Councils, quite rightly, have a duty to ensure that the law is upheld regarding the duties of landlords. They need to ensure that properties are safe and that necessary repairs are carried out.

Responsible landlords do not have a problem with this but some councils have been adversely affecting ethical landlords in setting up a licensing scheme towards which all landlords must pay. Not only is this an additional expense for the landlord but it also eats into valuable time as they comply with the requirements of the licence.

Inevitably, the additional cost in both time and monetary terms will be ultimately passed on to the tenants, so they will suffer too.

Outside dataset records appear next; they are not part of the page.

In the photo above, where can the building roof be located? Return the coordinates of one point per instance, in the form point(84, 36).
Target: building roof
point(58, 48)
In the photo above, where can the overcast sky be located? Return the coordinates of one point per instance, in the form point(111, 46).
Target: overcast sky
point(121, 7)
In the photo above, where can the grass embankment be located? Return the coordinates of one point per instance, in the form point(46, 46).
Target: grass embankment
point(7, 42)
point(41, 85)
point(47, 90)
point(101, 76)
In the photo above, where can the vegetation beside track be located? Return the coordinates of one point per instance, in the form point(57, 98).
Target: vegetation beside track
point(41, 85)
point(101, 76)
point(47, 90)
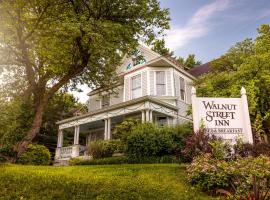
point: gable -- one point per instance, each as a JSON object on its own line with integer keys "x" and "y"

Councils have introduced the scheme in selected areas; they may cover 20 per cent of households, or a particular type of rented accommodation, for example for houses in multiple occupancy (HMO). It is clearly an additional source of revenue for the councils and can swell their coffers quite considerably.

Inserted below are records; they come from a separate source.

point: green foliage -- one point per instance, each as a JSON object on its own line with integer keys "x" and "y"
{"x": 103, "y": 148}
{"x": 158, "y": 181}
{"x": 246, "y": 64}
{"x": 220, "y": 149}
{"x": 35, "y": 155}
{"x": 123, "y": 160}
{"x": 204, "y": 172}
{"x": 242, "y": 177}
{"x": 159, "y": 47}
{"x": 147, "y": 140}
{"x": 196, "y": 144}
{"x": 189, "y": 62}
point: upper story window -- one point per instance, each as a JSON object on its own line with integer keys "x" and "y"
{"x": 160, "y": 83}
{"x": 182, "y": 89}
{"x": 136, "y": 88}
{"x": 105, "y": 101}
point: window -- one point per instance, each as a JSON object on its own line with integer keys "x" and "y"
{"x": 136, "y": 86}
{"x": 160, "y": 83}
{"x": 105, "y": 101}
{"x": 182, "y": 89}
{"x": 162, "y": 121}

But the licensing scheme is essentially unnecessary and does little to protect landlords or tenants. Responsible landlords will make the requisite financial commitments but those who are ‘under the radar’ will continue to exploit their tenants and house them in inadequate or even dangerous accommodation.

If the aim is to build up a register of landlords in a particular local authority area, the councils already have the means to do this.

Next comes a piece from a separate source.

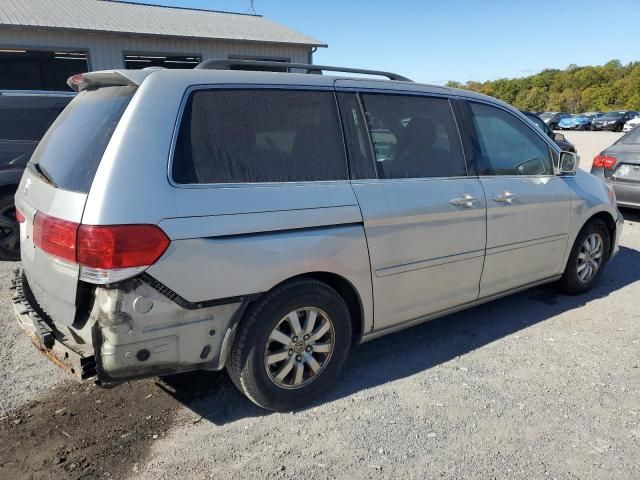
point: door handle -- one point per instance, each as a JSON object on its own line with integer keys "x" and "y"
{"x": 465, "y": 200}
{"x": 505, "y": 197}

A letter from the Department for Communities and Local Authorities has been sent to all councils in England pointing out that they have the right to ask tenants for details about their landlord, who he or she is, and the tenancy agreement. In so doing, the councils can build up a register of rented accommodation and landlords.

The letter says the Local Government Finance Act 1992 already allows local authorities in England to collect data for council tax administration. It is up to the local councils to decide what kind of data they wish to capture.

The Residential Landlords Association campaigns for council tax registration forms to include details about the landlord of the property, which would be a highly effective and low-cost method of setting up a register.

Imposing a landlords’ licence is yet another layer of bureaucracy and an unnecessary additional burden on landlords, it would seem.